CC: In the film, your dad’s wife, Debbie admits she considered you a threat, because she wasn’t able to have children. You would call the house and she’d hang up on you. I sometimes feel like, despite my ex’s wife being able to give him a child, that she feels threatened by me, because I am, in fact, the mother of his first-born and we did have a connection we both acknowledged. I mean, I was the first pregnancy test, the, wow--let's have a baby--he even asked me if we should get married. What’s your take?
AG: I think fear is a healthy emotion and it protects us from the ills of the world, but sometimes it’s wrongly placed. I think we should just check our fears and make sure they’re not doing us a disservice or the people around us.
CC: It was so great talking with you! So, what are your plans for Father’s Day?
AG: Well...I’ll give my dad a call. I was recently in Florida visiting him and the family.
CC: I read once that you say Happy Father’s Day to your mom (so sweet!)—is that something you still do considering your dad is in your life now?
AG: Of course, of course. I have two dads.
CC: Aw, so sweet!
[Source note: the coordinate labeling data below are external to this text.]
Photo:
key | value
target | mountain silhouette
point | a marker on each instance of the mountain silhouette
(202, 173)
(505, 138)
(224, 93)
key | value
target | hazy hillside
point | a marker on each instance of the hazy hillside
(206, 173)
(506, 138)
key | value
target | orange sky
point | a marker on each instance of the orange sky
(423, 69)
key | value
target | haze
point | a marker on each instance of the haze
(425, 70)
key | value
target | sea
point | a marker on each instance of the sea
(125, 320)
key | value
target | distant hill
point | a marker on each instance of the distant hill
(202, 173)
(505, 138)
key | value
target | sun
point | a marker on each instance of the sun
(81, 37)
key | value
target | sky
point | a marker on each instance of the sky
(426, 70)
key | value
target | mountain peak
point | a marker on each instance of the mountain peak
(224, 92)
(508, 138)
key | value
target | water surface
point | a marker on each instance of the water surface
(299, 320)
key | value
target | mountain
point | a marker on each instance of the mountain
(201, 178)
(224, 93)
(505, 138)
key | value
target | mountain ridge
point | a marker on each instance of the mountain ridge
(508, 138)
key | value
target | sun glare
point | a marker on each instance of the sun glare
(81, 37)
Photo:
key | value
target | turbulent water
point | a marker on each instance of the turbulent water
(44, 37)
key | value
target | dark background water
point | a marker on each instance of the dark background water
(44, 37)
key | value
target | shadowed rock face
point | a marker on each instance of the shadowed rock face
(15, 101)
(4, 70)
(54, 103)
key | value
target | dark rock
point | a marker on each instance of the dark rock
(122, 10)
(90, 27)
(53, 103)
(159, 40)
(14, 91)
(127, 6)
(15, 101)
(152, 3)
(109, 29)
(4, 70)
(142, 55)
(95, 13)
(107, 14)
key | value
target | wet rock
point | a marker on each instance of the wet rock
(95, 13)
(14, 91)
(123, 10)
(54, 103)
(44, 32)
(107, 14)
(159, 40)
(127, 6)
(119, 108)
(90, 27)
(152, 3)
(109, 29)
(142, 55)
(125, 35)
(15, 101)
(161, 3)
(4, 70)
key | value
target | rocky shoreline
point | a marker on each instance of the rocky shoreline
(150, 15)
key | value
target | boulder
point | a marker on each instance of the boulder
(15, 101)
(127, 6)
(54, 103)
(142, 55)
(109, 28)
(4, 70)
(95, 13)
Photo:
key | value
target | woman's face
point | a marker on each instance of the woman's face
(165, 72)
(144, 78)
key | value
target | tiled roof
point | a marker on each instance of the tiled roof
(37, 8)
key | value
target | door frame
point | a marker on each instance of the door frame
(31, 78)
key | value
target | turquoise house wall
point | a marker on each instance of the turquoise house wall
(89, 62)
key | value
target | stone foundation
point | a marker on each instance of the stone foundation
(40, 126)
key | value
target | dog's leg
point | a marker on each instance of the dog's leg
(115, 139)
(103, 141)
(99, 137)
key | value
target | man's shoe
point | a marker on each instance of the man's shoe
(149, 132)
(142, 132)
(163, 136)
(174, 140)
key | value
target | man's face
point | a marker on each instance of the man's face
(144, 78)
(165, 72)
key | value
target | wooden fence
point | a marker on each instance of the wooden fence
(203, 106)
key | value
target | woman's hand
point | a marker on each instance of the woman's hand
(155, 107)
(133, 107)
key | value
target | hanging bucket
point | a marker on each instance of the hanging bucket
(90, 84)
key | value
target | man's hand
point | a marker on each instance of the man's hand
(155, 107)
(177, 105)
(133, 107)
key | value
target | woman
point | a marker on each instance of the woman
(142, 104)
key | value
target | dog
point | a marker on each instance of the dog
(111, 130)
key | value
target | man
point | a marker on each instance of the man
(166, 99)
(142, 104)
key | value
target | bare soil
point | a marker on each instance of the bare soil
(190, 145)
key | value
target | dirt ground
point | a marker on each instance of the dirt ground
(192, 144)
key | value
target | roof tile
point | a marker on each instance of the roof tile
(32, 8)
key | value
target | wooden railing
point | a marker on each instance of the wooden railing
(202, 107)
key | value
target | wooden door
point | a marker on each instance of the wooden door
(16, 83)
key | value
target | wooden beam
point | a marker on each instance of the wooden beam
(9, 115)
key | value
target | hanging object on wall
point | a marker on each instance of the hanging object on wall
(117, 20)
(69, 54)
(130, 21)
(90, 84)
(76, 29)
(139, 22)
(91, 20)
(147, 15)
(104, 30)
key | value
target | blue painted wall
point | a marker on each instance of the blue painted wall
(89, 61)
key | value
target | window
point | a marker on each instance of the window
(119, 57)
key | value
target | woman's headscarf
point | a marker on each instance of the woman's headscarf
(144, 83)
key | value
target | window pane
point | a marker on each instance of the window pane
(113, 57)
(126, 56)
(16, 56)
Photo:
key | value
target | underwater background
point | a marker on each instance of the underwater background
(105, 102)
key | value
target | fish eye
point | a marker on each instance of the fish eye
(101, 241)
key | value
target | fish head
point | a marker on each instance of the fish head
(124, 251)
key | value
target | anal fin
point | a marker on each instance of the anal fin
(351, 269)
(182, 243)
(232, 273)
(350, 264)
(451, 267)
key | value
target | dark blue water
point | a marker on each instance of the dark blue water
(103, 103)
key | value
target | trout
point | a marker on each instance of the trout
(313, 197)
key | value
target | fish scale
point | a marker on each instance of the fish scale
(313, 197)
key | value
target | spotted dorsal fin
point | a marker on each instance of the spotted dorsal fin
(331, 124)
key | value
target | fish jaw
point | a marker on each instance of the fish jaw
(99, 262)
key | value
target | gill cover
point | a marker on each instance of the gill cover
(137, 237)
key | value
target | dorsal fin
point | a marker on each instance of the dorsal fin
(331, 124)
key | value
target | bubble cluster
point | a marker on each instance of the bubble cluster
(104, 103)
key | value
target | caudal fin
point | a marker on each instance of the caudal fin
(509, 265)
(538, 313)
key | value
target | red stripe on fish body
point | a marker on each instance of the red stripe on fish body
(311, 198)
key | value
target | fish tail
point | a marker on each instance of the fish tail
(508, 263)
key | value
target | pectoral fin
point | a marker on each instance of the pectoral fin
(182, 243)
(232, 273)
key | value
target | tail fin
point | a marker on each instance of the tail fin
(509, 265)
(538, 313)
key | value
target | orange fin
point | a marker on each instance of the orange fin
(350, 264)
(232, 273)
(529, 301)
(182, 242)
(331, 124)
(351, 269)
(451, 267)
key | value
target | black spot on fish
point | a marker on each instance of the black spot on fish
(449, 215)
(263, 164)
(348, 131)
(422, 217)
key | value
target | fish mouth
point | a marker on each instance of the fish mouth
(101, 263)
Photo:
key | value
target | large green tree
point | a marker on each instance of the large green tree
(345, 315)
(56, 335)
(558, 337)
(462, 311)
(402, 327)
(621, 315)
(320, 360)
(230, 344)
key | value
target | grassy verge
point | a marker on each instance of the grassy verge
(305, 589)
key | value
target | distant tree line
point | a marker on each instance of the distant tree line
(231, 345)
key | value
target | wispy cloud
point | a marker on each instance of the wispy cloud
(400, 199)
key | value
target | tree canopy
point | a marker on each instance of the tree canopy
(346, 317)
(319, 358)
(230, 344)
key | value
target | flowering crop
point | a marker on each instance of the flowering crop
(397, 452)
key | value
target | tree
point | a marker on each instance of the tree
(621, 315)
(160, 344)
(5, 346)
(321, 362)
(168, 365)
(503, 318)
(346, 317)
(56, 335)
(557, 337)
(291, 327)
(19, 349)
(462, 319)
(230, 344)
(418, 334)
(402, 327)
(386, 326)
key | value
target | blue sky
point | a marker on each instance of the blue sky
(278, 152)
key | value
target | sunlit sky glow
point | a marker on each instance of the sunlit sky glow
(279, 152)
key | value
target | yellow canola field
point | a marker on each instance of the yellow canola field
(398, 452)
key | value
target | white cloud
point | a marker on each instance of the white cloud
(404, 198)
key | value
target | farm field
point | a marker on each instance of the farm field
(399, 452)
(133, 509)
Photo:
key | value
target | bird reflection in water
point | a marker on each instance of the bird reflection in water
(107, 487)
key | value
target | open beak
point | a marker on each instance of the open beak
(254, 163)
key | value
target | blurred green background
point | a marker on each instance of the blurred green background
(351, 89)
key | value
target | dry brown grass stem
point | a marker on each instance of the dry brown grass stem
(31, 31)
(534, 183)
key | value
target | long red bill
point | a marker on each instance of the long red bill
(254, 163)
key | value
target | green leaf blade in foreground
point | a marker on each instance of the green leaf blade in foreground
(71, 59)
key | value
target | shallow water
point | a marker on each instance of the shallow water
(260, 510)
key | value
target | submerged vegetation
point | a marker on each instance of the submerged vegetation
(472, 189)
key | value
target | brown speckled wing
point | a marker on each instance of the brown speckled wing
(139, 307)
What is one of the fondest memories of you and your mom growing up?
AG: I remember my mom waking me up very early and we’d go on trips. She’d just wrap me in a blanket and I’d sleep in the backseat while we drove somewhere. We’d end up on a little camping trip or something.
CC: What is your relationship like with your mom now?
AG: Well, she's my business manager and I actually came back to New York this time around, because I wanted to surprise her for her birthday, which was Saturday and we went and had lobster.
Happy Father's Day, all you dads out there and to my single mom readers -- all the best to you! It's your day, too!!